Quem conheceu Aracely Menezes, nos últimos 20 anos, conheceu um senhor de cabelos brancos, normalmente vestido com terno e gravata, sério e ao mesmo tempo simpático e bonachão, camarada com todos, uma águia para negócios, duríssimo numa negociação, e ao mesmo tempo, um sujeito participativo, que às vezes parecia arroz de festa, ia, sem dificuldade, na maioria dos eventos em que o convidavam .
Sem ter o ensino primário completo, não recordo em todo o tempo que convivi com ele, de tê-lo ouvido pronunciar uma palavra errada que fosse, como se vê tanto hoje em dia. Era simples, sem pose e sem ostentação. Veraneava no Cassino, só no fim da vida se animou a realizar um sonho, ter um Mercedes-Benz e, ainda assim, não comprou dos mais caros.
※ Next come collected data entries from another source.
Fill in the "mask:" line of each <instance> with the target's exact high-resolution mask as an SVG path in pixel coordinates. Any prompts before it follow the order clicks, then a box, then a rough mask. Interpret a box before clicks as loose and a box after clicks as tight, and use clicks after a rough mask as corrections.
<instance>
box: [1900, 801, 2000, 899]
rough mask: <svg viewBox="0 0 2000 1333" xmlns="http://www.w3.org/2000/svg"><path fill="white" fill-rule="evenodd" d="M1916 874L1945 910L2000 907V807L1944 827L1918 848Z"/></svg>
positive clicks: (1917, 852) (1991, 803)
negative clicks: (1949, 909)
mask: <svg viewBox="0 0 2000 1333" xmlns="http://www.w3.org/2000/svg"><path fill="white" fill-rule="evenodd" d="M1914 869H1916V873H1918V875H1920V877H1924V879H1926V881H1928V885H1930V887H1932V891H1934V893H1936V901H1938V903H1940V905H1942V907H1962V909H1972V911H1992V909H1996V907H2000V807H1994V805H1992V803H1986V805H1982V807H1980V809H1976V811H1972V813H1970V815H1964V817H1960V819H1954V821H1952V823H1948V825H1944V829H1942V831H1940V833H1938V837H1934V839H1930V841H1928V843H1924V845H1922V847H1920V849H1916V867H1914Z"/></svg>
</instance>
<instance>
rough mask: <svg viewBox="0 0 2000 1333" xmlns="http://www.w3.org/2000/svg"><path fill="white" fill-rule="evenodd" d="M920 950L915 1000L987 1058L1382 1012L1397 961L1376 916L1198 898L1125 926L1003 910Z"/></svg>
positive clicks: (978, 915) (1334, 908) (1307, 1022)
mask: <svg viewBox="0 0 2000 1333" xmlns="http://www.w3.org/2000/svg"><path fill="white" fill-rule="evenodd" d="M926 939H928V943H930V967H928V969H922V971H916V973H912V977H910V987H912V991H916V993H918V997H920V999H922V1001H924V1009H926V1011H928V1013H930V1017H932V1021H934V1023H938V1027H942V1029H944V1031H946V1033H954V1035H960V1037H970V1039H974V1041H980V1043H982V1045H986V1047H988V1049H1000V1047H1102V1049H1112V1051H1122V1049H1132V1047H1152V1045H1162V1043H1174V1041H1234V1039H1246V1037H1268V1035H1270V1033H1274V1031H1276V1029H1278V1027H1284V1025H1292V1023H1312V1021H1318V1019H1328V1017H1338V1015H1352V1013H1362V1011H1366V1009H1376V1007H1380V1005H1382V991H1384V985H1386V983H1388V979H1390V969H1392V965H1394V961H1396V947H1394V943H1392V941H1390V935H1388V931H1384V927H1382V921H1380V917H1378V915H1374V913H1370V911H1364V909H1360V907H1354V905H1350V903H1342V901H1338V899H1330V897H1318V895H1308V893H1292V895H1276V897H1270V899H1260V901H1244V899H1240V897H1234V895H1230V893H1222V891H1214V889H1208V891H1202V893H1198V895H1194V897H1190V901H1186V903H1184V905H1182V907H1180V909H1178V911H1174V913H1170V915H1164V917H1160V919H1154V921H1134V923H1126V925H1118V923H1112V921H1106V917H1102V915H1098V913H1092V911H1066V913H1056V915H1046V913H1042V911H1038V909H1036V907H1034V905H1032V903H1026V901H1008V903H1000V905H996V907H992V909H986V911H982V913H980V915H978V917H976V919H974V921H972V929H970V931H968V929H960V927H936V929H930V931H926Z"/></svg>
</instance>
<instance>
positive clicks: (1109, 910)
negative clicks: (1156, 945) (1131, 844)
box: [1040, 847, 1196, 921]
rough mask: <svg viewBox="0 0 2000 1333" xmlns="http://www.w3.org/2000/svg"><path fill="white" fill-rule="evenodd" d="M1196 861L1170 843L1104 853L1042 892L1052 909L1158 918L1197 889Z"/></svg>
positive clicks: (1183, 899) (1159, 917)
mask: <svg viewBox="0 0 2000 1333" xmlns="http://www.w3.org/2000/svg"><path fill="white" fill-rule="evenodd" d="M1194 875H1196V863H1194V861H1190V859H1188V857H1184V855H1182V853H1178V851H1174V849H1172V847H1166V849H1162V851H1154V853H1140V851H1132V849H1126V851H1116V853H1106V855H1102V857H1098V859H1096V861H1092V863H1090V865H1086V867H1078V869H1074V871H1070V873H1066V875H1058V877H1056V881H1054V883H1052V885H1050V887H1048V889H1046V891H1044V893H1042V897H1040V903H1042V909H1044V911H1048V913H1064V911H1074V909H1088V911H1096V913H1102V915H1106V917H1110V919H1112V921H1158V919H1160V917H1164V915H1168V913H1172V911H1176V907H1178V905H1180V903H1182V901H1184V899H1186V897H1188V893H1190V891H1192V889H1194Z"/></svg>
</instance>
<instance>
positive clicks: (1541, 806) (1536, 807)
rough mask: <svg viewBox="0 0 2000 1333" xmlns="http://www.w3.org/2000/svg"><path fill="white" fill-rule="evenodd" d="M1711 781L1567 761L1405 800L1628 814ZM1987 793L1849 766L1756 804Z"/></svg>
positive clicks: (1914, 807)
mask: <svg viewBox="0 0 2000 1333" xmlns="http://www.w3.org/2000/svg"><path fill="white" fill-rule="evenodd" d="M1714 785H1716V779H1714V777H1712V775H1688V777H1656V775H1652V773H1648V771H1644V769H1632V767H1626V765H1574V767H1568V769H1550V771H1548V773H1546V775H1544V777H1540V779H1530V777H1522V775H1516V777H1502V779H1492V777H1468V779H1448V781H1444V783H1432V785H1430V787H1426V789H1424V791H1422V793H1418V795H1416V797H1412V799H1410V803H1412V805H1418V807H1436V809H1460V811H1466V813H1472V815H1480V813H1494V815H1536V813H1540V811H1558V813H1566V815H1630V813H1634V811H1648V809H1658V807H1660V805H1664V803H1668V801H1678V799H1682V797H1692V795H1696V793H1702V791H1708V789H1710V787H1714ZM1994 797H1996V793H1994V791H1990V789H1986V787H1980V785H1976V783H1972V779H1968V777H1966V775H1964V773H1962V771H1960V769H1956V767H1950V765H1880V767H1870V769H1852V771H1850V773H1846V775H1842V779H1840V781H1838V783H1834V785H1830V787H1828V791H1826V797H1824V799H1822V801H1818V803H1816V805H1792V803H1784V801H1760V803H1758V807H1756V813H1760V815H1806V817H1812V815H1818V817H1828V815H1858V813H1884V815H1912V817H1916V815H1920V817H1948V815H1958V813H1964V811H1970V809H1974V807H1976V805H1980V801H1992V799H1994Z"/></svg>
Acreditava muito pouco em propaganda, trabalhava duro, montou seus negócios em torno da família, erigiu um belo edifício só para juntar todos, e nunca quis abrir filiais em outras cidades. Sempre acreditou que deveria investir seu dinheiro em Bagé. Convencê-lo a abrir filial em Aceguá não foi muito fácil. Se orgulhava de não sonegar impostos.
Me contou que às vezes ia nos lugares da sua infância. Disse, também, que empregar 250 funcionários, ser responsável por eles, era algo fantástico, maravilhoso.
Mas quem não conheceu Aracely Menezes pode olhar para a sua cidade. Ao longo de sua vida, levantou edifícios por todos os lados. Baratos, médios, caros. Por mais de 40 anos construiu sem parar. Enquanto terminava um edifício começava outro. Houve época em que praticamente só ele construía apartamentos.
Quem não o conheceu não conhecerá mais. Mas basta olhar para a cidade e perceber que boa parte dos edifícios que a compõem foram erigidos por ele, um homem que teve uma história como poucos tiveram, que conseguiu vencer a pobreza e a falta de estudo, que conseguiu se tornar um bajeense como poucos foram, tanto que mudou a paisagem da sua cidade.